Pois eu diria que, se quisesse representar o inconsciente, teria de unir imagem e música, e já indicaria como opção o cenário e a iluminação do espetáculo Pulsões, que estreou dia 11 de junho no Teatro Poeira, com texto inédito de Dib Carneiro Neto e direção de Kika Freire, que mergulhou no pensamento da Dra. Nise da Silveira após ver um filme em que o assassino era perdoado e o louco não (não há mesmo perdão para a loucura). Cenário e iluminação, parceria fantástica dessa obra de arte que é Pulsões, já fazem com que o espectador se situe nesse terreno misterioso que é o inconsciente, nicho de associações impensáveis de ideias. Esses são os primeiros elementos da peça que fazem com que o espectador de fato se situe, se aproxime e sinta o cheiro do inconsciente, uma vez que só podemos conhecê-lo e supor que exista através de seus sinais (como o sonho, o lapso de linguagem), como assinalou Freud diversas vezes.

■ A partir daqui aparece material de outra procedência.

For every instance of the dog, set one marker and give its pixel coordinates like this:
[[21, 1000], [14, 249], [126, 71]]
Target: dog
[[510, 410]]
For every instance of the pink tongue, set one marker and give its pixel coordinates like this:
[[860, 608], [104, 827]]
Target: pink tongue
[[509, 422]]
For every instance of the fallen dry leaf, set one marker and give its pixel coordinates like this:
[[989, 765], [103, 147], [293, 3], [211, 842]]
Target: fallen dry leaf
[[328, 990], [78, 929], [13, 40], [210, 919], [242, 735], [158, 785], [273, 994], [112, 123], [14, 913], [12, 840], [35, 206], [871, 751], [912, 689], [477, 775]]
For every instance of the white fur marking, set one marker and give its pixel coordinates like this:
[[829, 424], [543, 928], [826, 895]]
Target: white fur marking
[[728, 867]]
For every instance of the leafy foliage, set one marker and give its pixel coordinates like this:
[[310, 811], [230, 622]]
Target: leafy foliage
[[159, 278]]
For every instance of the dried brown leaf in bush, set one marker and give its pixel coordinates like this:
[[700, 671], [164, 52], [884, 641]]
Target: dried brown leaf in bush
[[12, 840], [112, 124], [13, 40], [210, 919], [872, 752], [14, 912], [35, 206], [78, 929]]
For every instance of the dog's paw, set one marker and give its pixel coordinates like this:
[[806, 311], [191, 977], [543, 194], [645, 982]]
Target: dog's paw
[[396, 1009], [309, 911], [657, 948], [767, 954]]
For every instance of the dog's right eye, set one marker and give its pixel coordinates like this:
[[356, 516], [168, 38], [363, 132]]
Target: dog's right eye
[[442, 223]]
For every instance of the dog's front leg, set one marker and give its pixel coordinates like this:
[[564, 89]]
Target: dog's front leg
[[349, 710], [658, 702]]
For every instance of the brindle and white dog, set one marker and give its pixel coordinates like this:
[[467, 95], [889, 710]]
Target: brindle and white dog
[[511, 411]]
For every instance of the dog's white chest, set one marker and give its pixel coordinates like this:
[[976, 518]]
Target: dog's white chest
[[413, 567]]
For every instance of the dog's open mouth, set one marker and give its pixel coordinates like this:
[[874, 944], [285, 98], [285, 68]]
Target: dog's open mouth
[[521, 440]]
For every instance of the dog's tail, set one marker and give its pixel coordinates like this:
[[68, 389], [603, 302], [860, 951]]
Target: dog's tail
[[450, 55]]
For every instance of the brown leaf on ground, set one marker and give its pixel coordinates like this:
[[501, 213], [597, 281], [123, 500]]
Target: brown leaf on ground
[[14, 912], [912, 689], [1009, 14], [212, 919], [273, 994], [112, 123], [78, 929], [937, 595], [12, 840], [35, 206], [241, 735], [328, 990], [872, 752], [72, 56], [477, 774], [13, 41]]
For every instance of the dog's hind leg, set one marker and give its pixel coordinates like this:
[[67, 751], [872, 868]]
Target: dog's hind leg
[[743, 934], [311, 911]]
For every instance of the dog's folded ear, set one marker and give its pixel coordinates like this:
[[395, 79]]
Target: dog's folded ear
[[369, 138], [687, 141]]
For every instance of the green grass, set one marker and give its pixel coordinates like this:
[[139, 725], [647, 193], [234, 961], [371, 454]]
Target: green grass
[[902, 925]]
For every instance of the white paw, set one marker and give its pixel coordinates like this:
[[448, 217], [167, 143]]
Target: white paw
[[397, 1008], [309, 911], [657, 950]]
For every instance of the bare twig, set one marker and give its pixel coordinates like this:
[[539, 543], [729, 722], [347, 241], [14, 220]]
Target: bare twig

A atmosfera inicialmente rósea e os móbiles nela espalhados já transportam a plateia para essa ideia de que o Inconsciente é próximo a um terreno sem chão, desprovido da lógica conhecida, embora dotado de uma outra lógica, aquela que se constitui por associação de imagens e sons que podem nos chegar das formas mais insuspeitas. É como se a bailarina, essa personagem louca que quer e não quer se lembrar, sabe e não sabe de si, e que já nos espera no palco, é como se ela pudesse acessar as imagens de seu inconsciente levantando o braço e tocando ou puxando um desses objetos, com suas mãos, tão lindas quanto perigosas: então ela toca uma esponja, como se tocasse uma lembrança, ela mexe em uma caixinha de música, como se desse corda a um raciocínio, ela balança uma outra bailarina e vai movimentando esses objetos como se eles estivessem sob seu domínio, mas sabemos que não estão, somos cúmplices de sua falta de controle, de seu horror, do vaivém de sua razão. Por outro lado, trata-se aí de um inconsciente a céu aberto, como é costume dizer da instância psíquica do psicótico. É possível vê-lo (o inconsciente) através das séries de imagens que ele revela em sonhos, em chistes, em produções gráficas, e era com isso que a Dra. Nise da Silveira trabalhava, filiada que foi à tradição junguiana.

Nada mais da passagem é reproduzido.